Os Tripes do Brasil
Identificação, Informações, Novidades

Anactinothrips fuscus

Anactinothrips fuscus Moulton, 1933: 418.

Referência original: Moulton D (1933) The Thysanoptera of South America IV. Revista de Entomologia 3: 385–419.

Família
Phlaeothripidae, Idolothripinae

Informações sobre nomenclatura
https://thrips.info/wiki/Anactinothrips_fuscus 

Diagnose
Fêmea macróptera; coloração do corpo majoritariamente castanho-escura; antenômeros I–II e V–VIII castanho escuros, III–IV castanhos com pedicelo mais claro;asas castanho-claras com linha mediana fina e escura na metade basal. Antena com 8 segmentos, antenômeros III e IV longos e em forma de clava. Cabeça mais longa que larga, mais larga próximo da base e constrita atrás dos olhos; superfície dorsal com 3 pares de cerdas longas e robustas (um na região ocelar, um par pós-ocular e um par no meio da cabeça), além de múltiplas cerdas laterais mais curtas; estiletes maxilares distantes um do outro mais da metade da largura da cabeça, estendendo-se quase até metade da cabeça. Pronoto com 2 pares de cerdas bem desenvolvidas (epimeral e posteroangular), pares anteromarginal, anteroangular e meiolateral curtos; proesterno com basantra presente. Metanoto com um par de cerdas medianas muito longas e robustas; escleritos lateroventrais do metatórax com múltiplas microtríquias robustas, suturas esternopleurais ausentes. Tergitos abdominais II–VII com 1 par de cerdas retentoras de asas. Tubo cilíndrico, cerca de 5,5x mais longo que a largura basal, sem cerdas laterais. Pernas similares em aparência, fêmures anteriores com cerdas longas, tarso anterior sem dente tarsal. Asas anteriores com cerca de 40 cerdas duplicadas.

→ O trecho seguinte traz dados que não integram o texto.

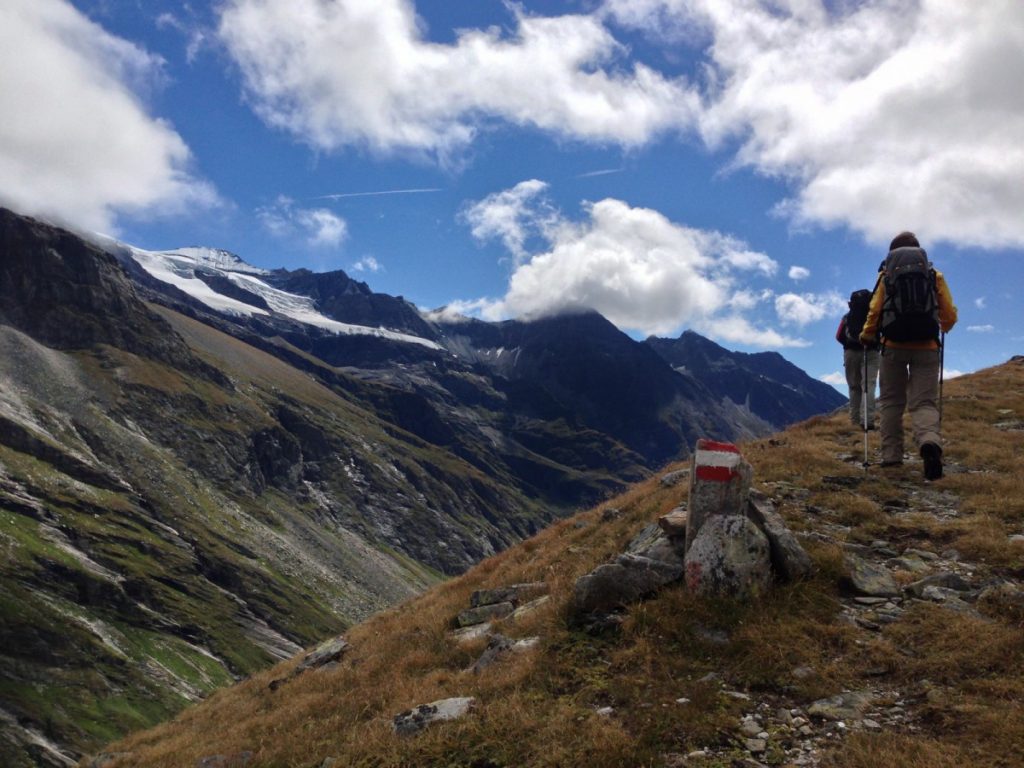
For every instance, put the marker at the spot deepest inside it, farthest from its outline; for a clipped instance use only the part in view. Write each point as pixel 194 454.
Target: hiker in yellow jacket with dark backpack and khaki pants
pixel 910 322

Macho similar à da fêmea, mas comdente tarsal presente. Estrutura “estridulatória” presente nas pernas anteriores. Placas porosas ausentes.

Variação intraespecífica
Desconhecida.

Informações do gênero e espécies similares
Anactinothrips é um gênero com 15 espécies descritas, mas é possível que algumas representem sinonímias. São tripes em geral escuros, de tamanho médio a grande, basantra presente, sem suturas esternopleurais no metatórax, e tubo sem cerdas laterais. Machos de Anactinothrips e Diceratothrips apresentam uma adaptação única das pernas anteriores, com uma série de reentrâncias nas coxas e uma projeção posterior nos fêmures, que parecem servir como uma estrutura estridulatória ou para fixar as pernas em posição. Apesar desta estrutura única, ambos os gêneros parecem pertencer a diferentes linhagens evolutivas, e Anactinothrips pode ser distinguida de Diceratothrips por não possuir suturas esternopleurais no metatórax, pelo pelta transversal, e pelas longas cerdas no metanoto e laterais no abdômen. Anactinothrips fuscus e A. silvicola são muito semelhantes, sendo os espécimes da segunda em geral um pouco menores; mas não há uma forma segura de diferenciar estas duas espécies atualmente. Uma chave para as espécies de Anactinothrips está disponível em Mound & Marullo (1996).

Distribuição no mundo
Descrita do Brasil.

Distribuição no Brasil
http://fauna.jbrj.gov.br/fauna/faunadobrasil/33317 

História de vida
Vive em folhas e galhos mortos, onde alimenta-se de esporos de fungos.

Importância econômica
Sem registro.  

Referências sugeridas
Moulton D (1933) The Thysanoptera of South America IV. Revista de Entomologia 3: 385–419.

Mound LA & Palmer JM (1983) The generic and tribal classification of spore-feeding Thysanoptera (Phlaeothripidae: Idolothripinae). Bulletin of the British Museum (Natural History). Entomology 46: 1–174. 

Mound LA & Marullo R (1996) The Thrips of Central and South America: An Introduction. Memoirs on Entomology, International 6: 1–488.